After entertaining the audience on the big screen, Apoorva Lakhia will continue to do so on the OTT platform. The director’s debut web series Crackdown, an espionage action drama, will stream on Viacom18’s subscription-based streaming offering, Voot Select. During the launch of the series in Mumbai, Apoorva said that Suresh Nair and Chintan Gandhi had approached him with the script, which was ‘really good’.
The series stars Saqib Saleem, Iqbal Khan, Waluscha De Sousa, Shriya Pilgaonkar and others. “We got into the drawing board who we wanted. We have got really interesting cast and that makes the show interesting because you haven’t seen these kind of people together,” said Apoorva, when we caught up with him. “We had a very good star cast in their own space, some experienced and some inexperienced,” he added.
An espionage action drama is most enjoyed on the big screen. Did he adapt it in a way so that people can enjoy it on their mobile screen too? “Honestly, I did not think that way because I have shot the entire thing like a movie. I do not know any other way to shoot because the equipment, actors and shot taking is very much the same. The only difference is that you, along with the actors, have to be extremely well prepared because you do not have the time to muck around on the set. So, I requested them to do script reading so they were well prepared, we did rehearsals, the action scenes were choreographed, so on the set, we went and shot,” he said.
The biggest challenge for him was to make two-and-a-half movies in the period of one. “I have made films like Shootout at Lokhandwala and others, which I have shot in 55 days. Shooting this series with 123 characters in the same amount of time was a task,” he said.
When it comes to making projects for the web, the budget is still very less. Apoorva too had to face this challenge. “People are still experimenting and I really had to fight for the budget. It was impossible for me to shoot it in that kind of a budget. Thankfully, they understood my point,” he said, adding, “That said, as a creative person, nothing is enough. When you are doing an action scene, instead of one car, you want five. You have to control that and see what is practical.”
For a content creator, the OTT platform is an exciting medium because there’s ‘no censorship’. However, Apoorva said that he didn’t take any kind of liberty while making the series. “There is no sex or anything of that sort. I make pretty clean films. My mom is pretty particular about the kind of cinema I make because I come from an extremely conservative Gujarati family.

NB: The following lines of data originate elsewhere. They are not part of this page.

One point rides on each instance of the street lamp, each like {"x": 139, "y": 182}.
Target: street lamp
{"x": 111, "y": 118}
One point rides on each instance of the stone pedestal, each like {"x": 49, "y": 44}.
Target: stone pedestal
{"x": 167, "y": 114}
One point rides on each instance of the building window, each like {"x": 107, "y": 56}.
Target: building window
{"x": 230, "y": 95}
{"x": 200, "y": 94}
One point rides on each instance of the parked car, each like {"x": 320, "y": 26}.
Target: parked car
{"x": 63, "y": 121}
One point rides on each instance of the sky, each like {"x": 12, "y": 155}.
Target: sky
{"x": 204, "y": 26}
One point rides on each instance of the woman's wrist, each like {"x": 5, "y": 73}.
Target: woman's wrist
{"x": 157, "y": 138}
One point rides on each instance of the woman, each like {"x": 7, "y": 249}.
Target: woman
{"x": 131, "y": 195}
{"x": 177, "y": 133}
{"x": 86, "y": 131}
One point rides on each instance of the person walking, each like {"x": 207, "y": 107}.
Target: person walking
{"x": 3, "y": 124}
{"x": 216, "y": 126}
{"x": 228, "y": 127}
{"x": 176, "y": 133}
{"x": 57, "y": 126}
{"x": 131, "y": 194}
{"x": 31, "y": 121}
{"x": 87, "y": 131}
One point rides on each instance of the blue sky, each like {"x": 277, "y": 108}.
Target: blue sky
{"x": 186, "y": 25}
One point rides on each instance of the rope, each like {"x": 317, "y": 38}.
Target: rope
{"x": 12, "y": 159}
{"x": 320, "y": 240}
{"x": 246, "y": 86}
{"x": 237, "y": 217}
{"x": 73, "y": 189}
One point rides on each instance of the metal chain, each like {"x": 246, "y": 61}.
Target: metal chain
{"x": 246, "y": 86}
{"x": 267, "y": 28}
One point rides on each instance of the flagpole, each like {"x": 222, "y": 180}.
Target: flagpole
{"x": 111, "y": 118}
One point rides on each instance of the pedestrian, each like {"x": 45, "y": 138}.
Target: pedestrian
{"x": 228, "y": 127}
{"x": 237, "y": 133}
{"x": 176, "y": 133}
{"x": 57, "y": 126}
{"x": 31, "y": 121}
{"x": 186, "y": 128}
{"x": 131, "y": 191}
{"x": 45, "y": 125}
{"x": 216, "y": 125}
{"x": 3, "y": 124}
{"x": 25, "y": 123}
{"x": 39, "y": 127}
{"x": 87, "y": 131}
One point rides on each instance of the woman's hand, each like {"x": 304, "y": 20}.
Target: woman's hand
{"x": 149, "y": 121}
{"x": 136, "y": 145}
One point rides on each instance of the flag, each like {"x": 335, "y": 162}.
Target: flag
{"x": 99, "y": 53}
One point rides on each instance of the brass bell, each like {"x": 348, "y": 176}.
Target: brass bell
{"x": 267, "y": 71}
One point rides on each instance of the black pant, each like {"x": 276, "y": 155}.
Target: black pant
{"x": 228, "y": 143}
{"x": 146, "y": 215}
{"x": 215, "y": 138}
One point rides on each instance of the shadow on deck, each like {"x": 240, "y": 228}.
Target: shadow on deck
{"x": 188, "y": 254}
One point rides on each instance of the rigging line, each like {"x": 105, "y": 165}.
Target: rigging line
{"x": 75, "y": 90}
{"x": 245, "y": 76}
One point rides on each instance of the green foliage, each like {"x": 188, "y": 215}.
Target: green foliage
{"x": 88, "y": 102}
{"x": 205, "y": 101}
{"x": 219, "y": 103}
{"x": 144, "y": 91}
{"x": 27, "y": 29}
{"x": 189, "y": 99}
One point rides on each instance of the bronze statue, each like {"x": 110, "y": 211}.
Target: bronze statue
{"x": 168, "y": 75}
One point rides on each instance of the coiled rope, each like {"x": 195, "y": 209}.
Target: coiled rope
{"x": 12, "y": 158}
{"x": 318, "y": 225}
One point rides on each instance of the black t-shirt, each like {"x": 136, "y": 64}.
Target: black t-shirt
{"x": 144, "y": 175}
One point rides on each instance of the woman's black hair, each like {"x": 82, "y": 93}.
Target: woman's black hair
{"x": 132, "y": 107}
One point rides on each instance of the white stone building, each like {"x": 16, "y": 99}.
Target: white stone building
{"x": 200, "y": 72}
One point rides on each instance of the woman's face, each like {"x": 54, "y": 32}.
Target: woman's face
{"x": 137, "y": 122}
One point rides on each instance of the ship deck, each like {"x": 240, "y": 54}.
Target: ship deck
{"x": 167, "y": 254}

I get phone calls if the dialogues are not appropriate or are disrespectful towards women,” he said.
The only problem he had with the Censor Board in the past was when it asked him to curb violence. “For the Censor Board, violence means blood and there’s hardly any blood in this series,” he added.

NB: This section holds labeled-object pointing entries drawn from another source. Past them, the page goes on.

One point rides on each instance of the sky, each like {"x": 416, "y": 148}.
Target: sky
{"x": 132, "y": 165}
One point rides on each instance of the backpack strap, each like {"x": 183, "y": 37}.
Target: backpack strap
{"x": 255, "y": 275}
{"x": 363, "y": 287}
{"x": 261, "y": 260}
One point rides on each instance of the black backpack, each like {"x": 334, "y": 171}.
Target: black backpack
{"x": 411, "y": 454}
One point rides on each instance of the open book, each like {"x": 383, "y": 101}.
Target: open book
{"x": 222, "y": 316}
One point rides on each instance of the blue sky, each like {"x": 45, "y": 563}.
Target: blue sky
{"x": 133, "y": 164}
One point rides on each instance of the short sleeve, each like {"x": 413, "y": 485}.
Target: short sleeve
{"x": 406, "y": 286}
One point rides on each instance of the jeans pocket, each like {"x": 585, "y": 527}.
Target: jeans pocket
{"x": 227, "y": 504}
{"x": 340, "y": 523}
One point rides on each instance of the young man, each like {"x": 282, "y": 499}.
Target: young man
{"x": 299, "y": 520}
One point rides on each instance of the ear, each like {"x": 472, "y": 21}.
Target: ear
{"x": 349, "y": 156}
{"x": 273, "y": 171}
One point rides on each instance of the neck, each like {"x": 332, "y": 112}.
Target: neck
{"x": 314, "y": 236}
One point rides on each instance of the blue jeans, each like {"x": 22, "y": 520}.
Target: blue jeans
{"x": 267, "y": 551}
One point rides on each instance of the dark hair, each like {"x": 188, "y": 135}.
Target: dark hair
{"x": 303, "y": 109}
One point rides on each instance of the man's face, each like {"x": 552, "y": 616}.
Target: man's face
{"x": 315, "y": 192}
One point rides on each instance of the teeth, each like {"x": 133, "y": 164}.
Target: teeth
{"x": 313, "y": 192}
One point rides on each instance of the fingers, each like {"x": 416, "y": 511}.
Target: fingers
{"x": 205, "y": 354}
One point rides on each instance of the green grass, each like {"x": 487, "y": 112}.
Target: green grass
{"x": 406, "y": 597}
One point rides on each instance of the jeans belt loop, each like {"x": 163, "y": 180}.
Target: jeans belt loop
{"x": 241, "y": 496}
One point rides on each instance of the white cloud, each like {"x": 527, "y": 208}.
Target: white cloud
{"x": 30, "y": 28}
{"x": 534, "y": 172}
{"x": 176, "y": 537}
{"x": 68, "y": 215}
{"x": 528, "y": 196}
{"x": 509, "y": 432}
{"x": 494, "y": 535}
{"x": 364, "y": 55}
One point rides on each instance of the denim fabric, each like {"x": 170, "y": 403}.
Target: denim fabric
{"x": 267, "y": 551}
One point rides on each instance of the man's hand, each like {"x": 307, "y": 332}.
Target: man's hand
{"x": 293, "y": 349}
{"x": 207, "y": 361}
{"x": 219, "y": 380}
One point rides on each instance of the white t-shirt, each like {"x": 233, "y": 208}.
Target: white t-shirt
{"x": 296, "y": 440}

The filmmaker believes that for cinema to be well received on any platform the writing has to be good. “I do understand that it’s a star based industry but if the writing is not good, then the product is not good enough and it doesn’t matter how big the actor is. On the web space too, the writing has to be good because there is so much content around. You have to keep the viewers hooked with your writing,” he said, adding, “Also, while making a web series, you have to think about how to end your series so that people will come back for the second season. The ending is very important and a lot of thought needs to go into it.”
Apoorva has directed films inspired by real life and fiction. When asked how he chooses the stories, he said, “Anyway, I am a lazy director and I make one movie every three-and-a-half years. I do not worry whether they will do well or not, as long as someone believes in them and agrees to invest in my talent. The reason I have done more real-life drama is because I find it more exciting to research,” said the director who has directed films like Mumbai Se Aaya Mera Dost, Ek Ajnabee, Mission Istaanbul, Zanjeer and Haseena Parkar.
He likes grey characters because everyone is grey. “If someone tells you that one is all white or black, it’s not possible,” said the director before signing off.